Hinzu kommt das System der Kostenteilung zwischen Arbeitgeber und Arbeitnehmer. Rentner haben aber keinen Arbeitgeber mehr, die haben die staatliche Deutsche Rentenversicherung. Gesetzt dem Fall sie haben das KV-Wirrwarr durchstiegen und sind glücklich in der Krankenversicherung der Rentner gelandet, dann wird deren Arbeitgeberanteil von der deutschen Rentenversicherung übernommen - also von jedem rentenversicherungspflichtigen Menschen und dem deutschen Bundeshaushalt, was auch wieder nichts anderes bedeutet als: jeder Steuerpflichtige. Das ganze System wurde nach dem Krieg konzipiert, als Adenauer noch behauptete "Kinder kriegen die Leute immer" und die Leute im Schnitt vielleicht 65 Jahre alt geworden sind, aber keine 78-83 Jahre wie heutzutage. Jedes heutzutage geborene Kind hat gute Chancen 90-100 Jahre alt zu werden. Das wäre dann ohne Anpassung des Renteneintrittsalters ein Drittel der Lebenszeit außerhalb des Erwerbslebens, also eine Phase, in der keine substantiellen Einkommenszuwächse mehr zu erwarten sind. Diese Leute trifft jede Erhöhung der Krankenversicherungsbeiträge, die bei den erwartbar steigenden Kosten ganz sicher kommen werden, um ein Vielfaches härter als Menschen im Arbeitsleben mit Chance auf Gehaltssteigerung. Bei einer wachsenden Zahl an wahlberechtigten Rentnern bin ich mir nicht sicher, ob die Politik das ganze generationengerecht lösen wird.

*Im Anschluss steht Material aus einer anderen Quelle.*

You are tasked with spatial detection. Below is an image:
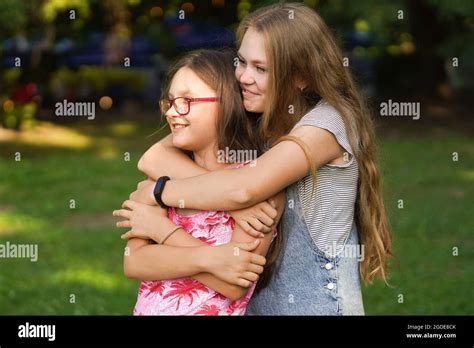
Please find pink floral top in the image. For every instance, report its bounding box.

Lunarius hat geschrieben: ↑25. Sep 2024, 15:31
Avantenor hat geschrieben: ↑25. Sep 2024, 10:42
Ehrlich gesagt find ich das System der GKV das Problem, weniger die PKV. Die GKV denkt sich immer "er könnte ja morgen sterben, lieber nochmal abwarten, möglichst nicht zu viel Geld reingeben"...
Also das hab ich persönlich noch nie gehört und wäre auch eine Straftat. Man mag noch so wenig vertrauen haben aber das ist ja schon fast die gleiche unterstellungsebene wie das der Staat mit Chemtrails alle vergiften will. Tatsächlich glaube ich das es genau anders rum ist, das es ohne Private besser funktionieren könnte, aber kann ich leider nur mein bauchgefühl anbieten, am ende wäre es vermutlich einfach nur anders.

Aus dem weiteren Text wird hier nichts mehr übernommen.